We still do not know whether or under what circumstances the Prx present as sulfenic acid, as disulfide, gluthionylated, or as the hyperoxidized sulfinic acid (or all of them) would serve as the recognizable transducer of the signal for H₂O₂ concentration. Recent results point to the involvement of C_P sulfenic acid in the formation of mixed disulfides of target protein thiols with PRDX1 and PRDX2 in cells subject to mild H₂O₂ exposure.²⁷ The involvement of the reduction reaction, by thioredoxin or alternative reductants, in the modulation of the distribution of the three catalytic species of Prx (thiol, sulfenic acid, and disulfide) requires further research. Detailed kinetic studies are needed, beginning with the systems of reduction of Prx by thioredoxins and exploring further the alternative redox partners that may relay the signal. In any case, we currently know that the Prx properties (i.e., structures, dynamics, and kinetic rate constants) are clearly tunable and have been adapted to fulfill their biological niche in ways that we are just beginning to understand.

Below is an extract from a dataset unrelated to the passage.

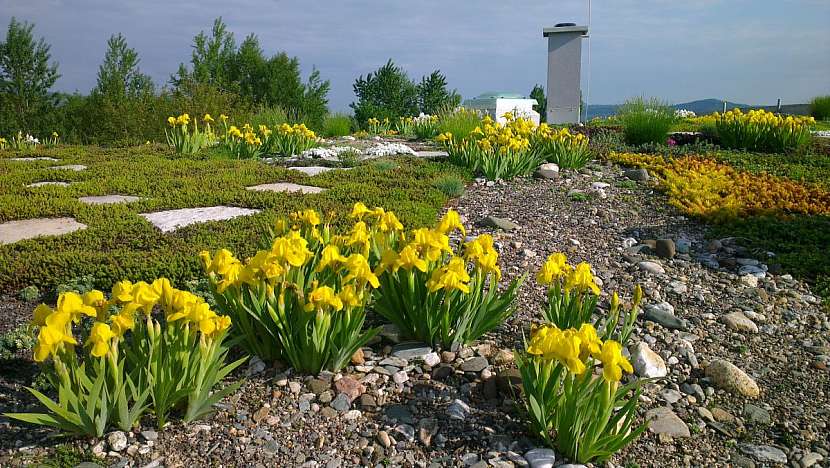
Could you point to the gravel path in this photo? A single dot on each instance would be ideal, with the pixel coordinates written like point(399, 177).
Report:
point(405, 407)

In summary, by evaluating the disulfide bond formation rate constant across a pH range among a set of Prx with distinct features and roles in biology, we have determined the functional pK_a values of both the C_P sulfenic acid and C_R thiol for each. As expected, disulfide bond formation proceeding by the nucleophilic attack of the deprotonated C_R on the protonated, electrophilic C_P sulfenic acid is the most efficient (by >30-fold) versus the next fastest reaction (between the C_R thiolate and C_P sulfenate), while the contributions of reactions involving the protonated C_R are negligibly small. In all four Prx studied (PRDX1, PRDX2, PRDX5, and AhpC), the maximal potential rate of disulfide bond formation is never reached because of the higher pK_a of the C_R thiol relative to that of the C_P sulfenic acid (limiting the maximal observed rate constant to approximately 12−30-fold lower than the rate constant of the optimal redox forms of C_P and C_R). Where the disulfide bond formation rate is slowest, in PRDX2, stoichiometric amounts of H₂O₂ can still be rapidly reduced (comparable to the case for the other major cytosolic Prx, PRDX1), but as H₂O₂ concentrations increase and turnover of the system is required, disulfide bond formation rapidly becomes a bottleneck that favors flux through PRDX1 rather than PRDX2, even if reductant availability becomes an issue. This supports the possibility that PRDX2 redox status, which is strongly shifted at [H₂O₂]_ss values of >4 nM, is used by the cell as a threshold sensor of H₂O₂ levels for the purpose of regulating cell signaling processes.